Der Ekel vor der Tomatenpflanze kam durch Anne-Sophie, und dass ihre Mutter sie einfach weggeworfen hatte ärgerte Marie nur so nebenbei. Bisher hatte sie ihren Ärger darauf konzentriert, dass ihre Mutter das Geschenk von Viktoria einfach so weggeworfen hatte.

Beim Nachdenken klang das als ob es um Kinder ginge, aber man war schon längst 20. Viktoria hatte die Pflanze selbst geschenkt bekommen und verschenkte jetzt die Triebe. Marie hatte ihren nur aus Höflichkeit angenommen. Sie fand ihn wirklich eklig obwohl er schon Früchte hatte.

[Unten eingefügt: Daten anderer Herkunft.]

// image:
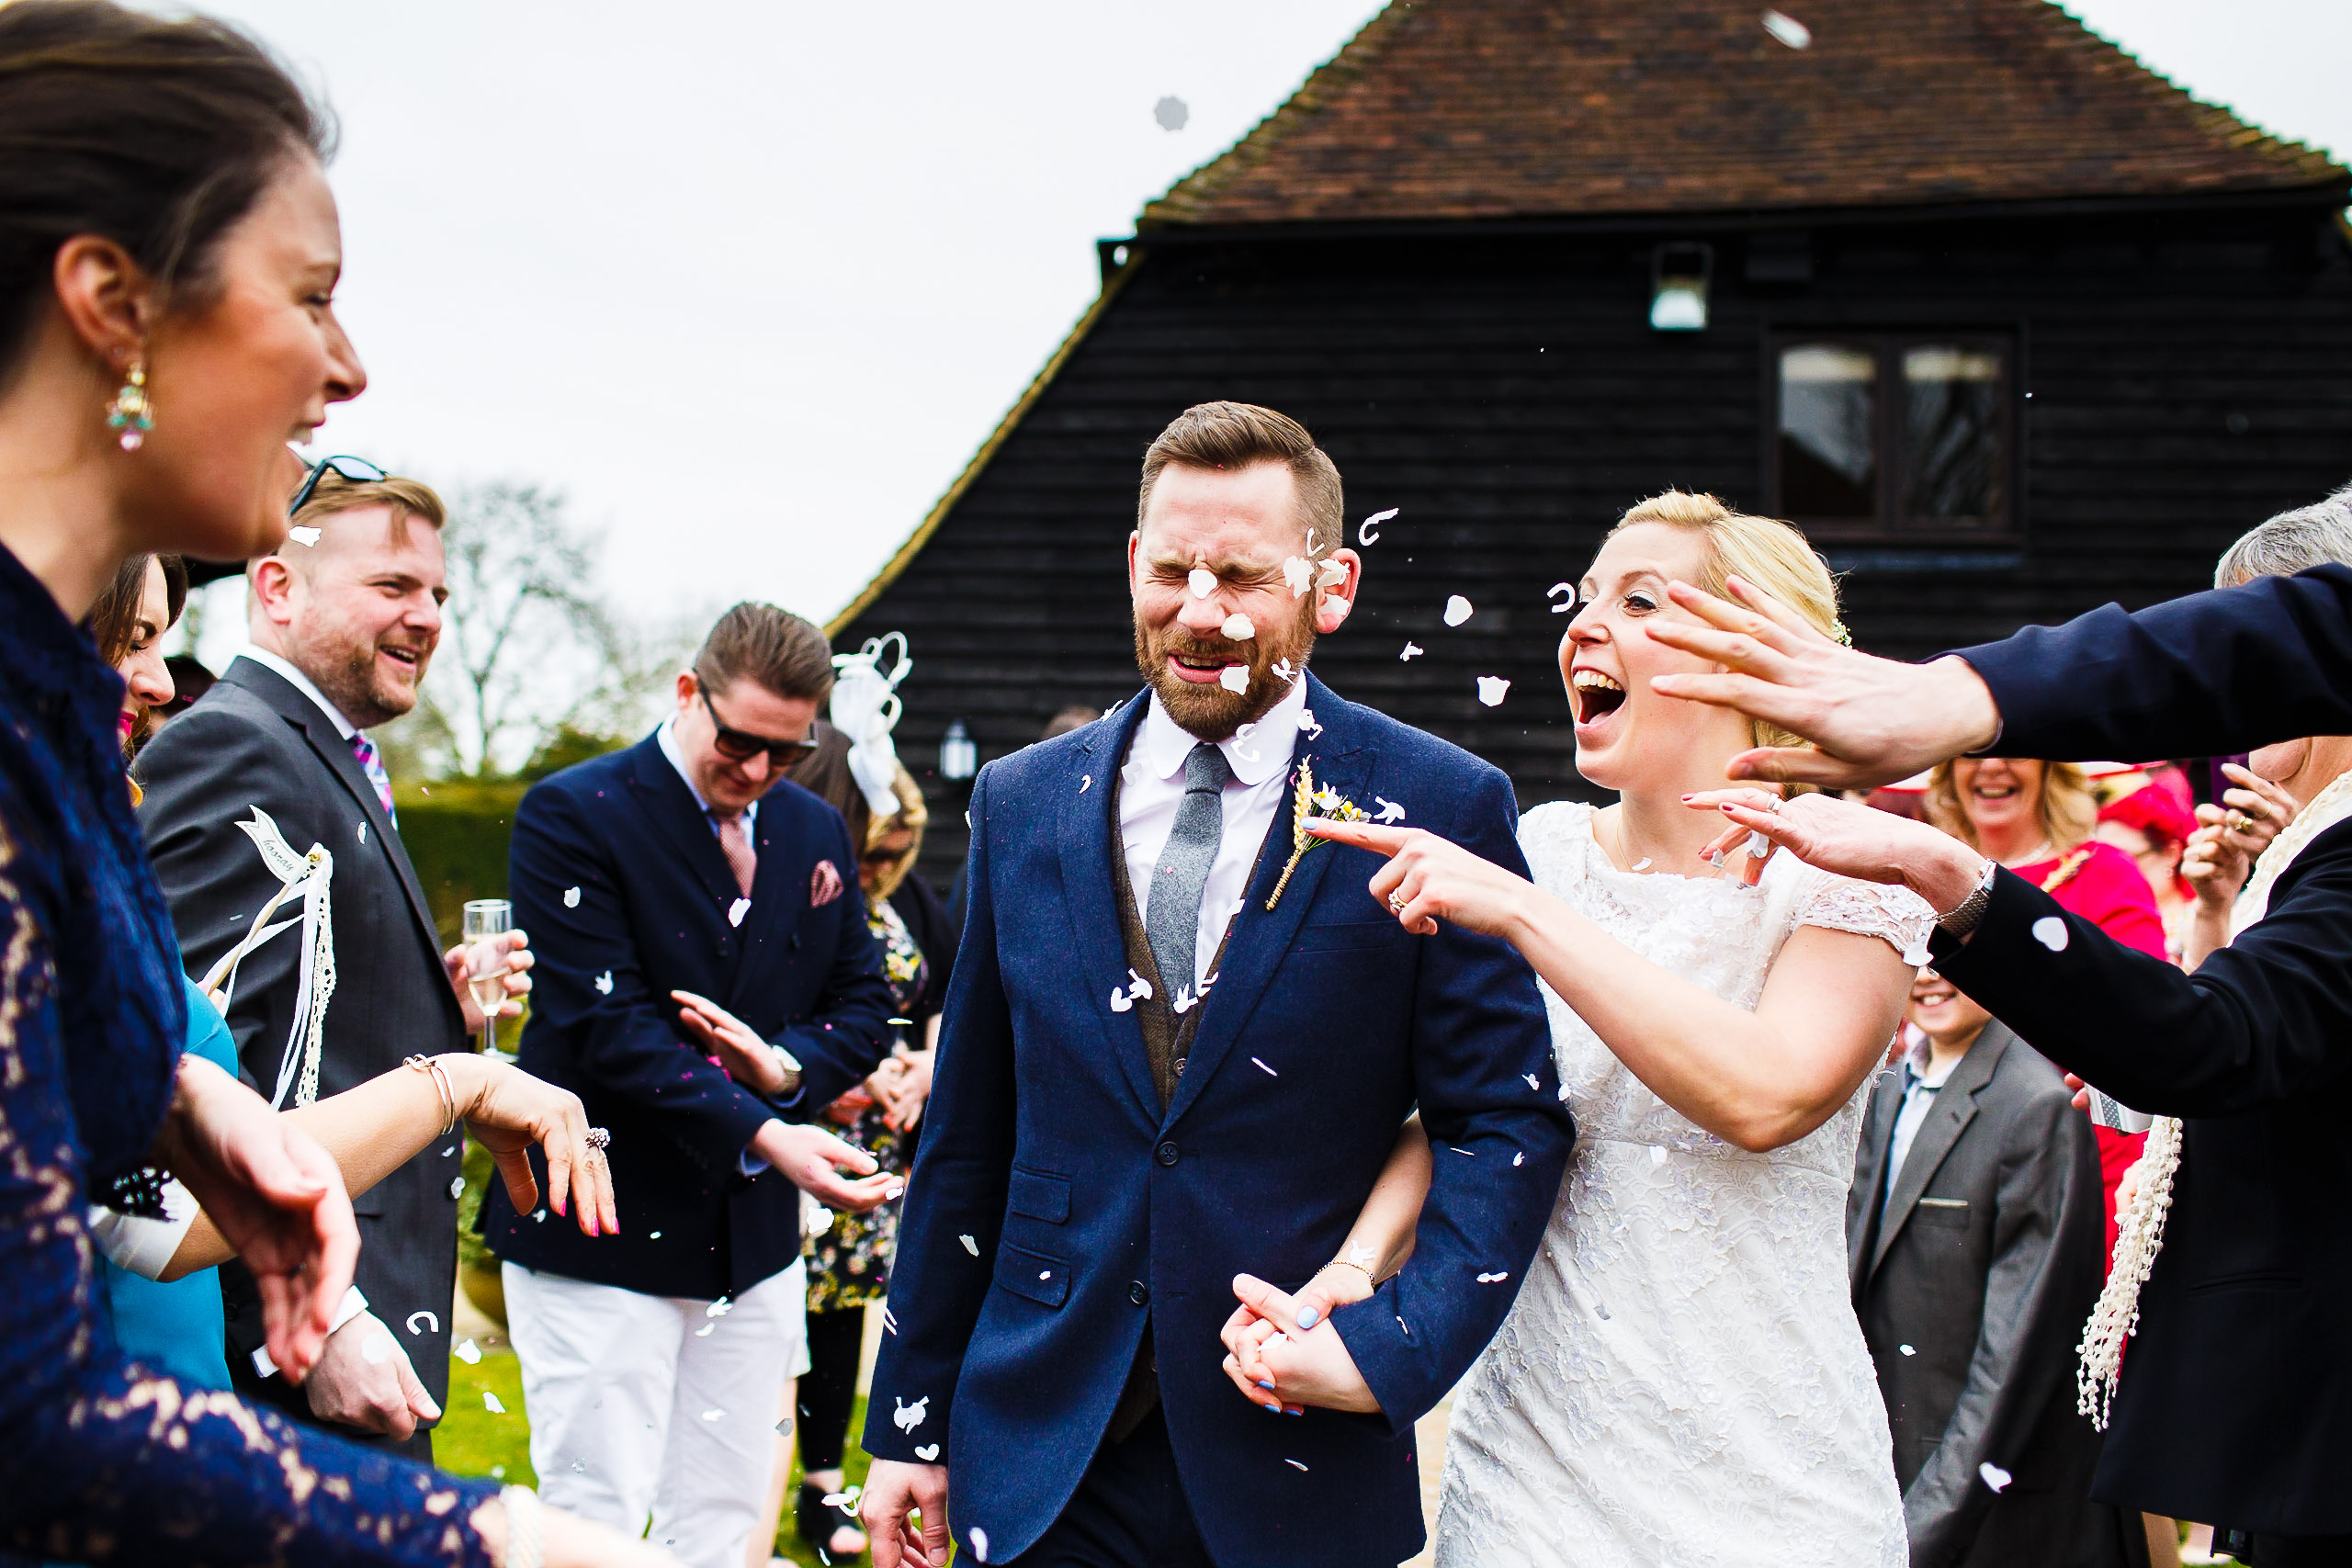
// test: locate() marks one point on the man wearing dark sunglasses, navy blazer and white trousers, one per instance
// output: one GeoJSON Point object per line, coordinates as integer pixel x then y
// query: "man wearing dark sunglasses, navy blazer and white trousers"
{"type": "Point", "coordinates": [707, 984]}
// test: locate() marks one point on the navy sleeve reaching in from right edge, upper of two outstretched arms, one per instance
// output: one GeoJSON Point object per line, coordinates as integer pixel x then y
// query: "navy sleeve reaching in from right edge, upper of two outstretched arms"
{"type": "Point", "coordinates": [2200, 676]}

Es brauchte Alkohol und das dämliche Gequatsche von Moritz im Hintergrund in der Studentenkneipe um zu merken warum. Denn plötzlich sah Marie, dass das mit Anne-Sophie gar nicht so okay war, wie sie immer gedacht hatte. Sie hatte immer gedacht, das Verhalten ihrer Mutter der gegenüber sei in Ordnung, die müsse das eben aushalten und AS, wie sie in den WhatsApp-Nachrichten zwischen der Mutter und Marie genannt wurde, machte ja auch Arbeit und störte irgendwie. Wegen der konnte man keinen mitbringen. Wenn die da war, war nichts mehr locker und entspannt.

Aber die war doch schon immer da gewesen, so lange Marie lebte. Das war deren Naturzustand und bei Marie und ihrer Mutter war alles künstlich. Nachhilfe, Topfpflanzen… mehr fiel ihr nicht ein. Wahrscheinlich weil bis auf Anne-Sophie alles, was Marie kannte künstlich war.